Posted: August 24th, 2021, 7:09 pm
Ecurb wrote: ↑August 24th, 2021, 5:03 pmThat is false. Walmart and every other business pays huge local tax bills, which pay for roads (That is why many local jurisdictions offer incentives for such businesses to locate in their communities). The annual local taxes are also a factor determining the value of the property and thus the price a purchaser pays for it.
The Waltons (who own WalMart) amassed their massive wealth by locating their stores on cheap properties on the outskrits of towns. The infrastructure provided by the state was the hidden cost of their venture, for which they did not pay. Without support for the auto industry and massive spending on public roads, WalMart could not have existed. The same is true for most large companies. Could Ford motors exist without government spending on roads?
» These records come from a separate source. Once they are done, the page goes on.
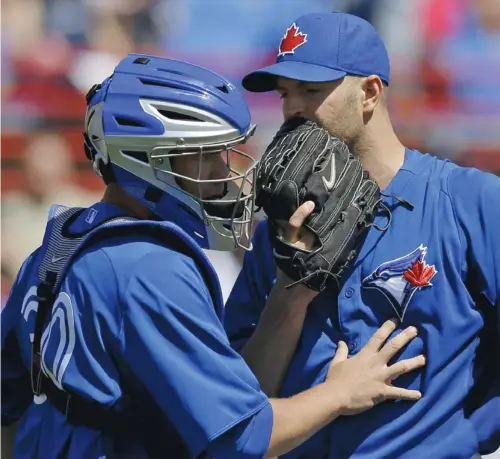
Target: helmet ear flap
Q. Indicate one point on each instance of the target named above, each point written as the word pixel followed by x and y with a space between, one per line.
pixel 92 92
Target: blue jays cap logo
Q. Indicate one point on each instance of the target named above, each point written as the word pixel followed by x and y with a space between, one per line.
pixel 399 279
pixel 292 39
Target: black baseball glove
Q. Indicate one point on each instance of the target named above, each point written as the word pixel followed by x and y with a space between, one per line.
pixel 304 163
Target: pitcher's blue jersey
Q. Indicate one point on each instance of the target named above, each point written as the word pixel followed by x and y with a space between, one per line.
pixel 132 315
pixel 437 267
And, of course, with respect to auto companies you have it exactly backwards --- the cars came first, the roads later. The Ford Motor company's products drove the growth of the Good Roads movement in the 1920s. The demand arose from users of Ford's products, not from the company.
Aren't all of our computer companies beholden to NASA?That is absurd. NASA played virtually no role in the development of computers. Nor did any other government entity. The microprocessor (the CPU in personal computers) evolved from an early integrated circuit chip developed by Intel, under contract with a Japanese manufacturer of transistor radios, as a controller for a clock radio. The radio company ended up not buying the chip, so Intel put it on the market as Part #4004. Tinkerers discovered the chip, which was programmable and had 4 -bit registers, could be used as 4-bit computer CPU. Within a few months Intel released an 8-bit version, the Intel 8008. That was the world's first microprocessor.
The rich are inevitably the beneficiaries of government services, directly or indirectly, and they should pay more taxes than anyone else (and a higher percentage).Yes, they should pay in proportion to the benefit they receive from those services. But they have no duty to pay for services benefiting someone else.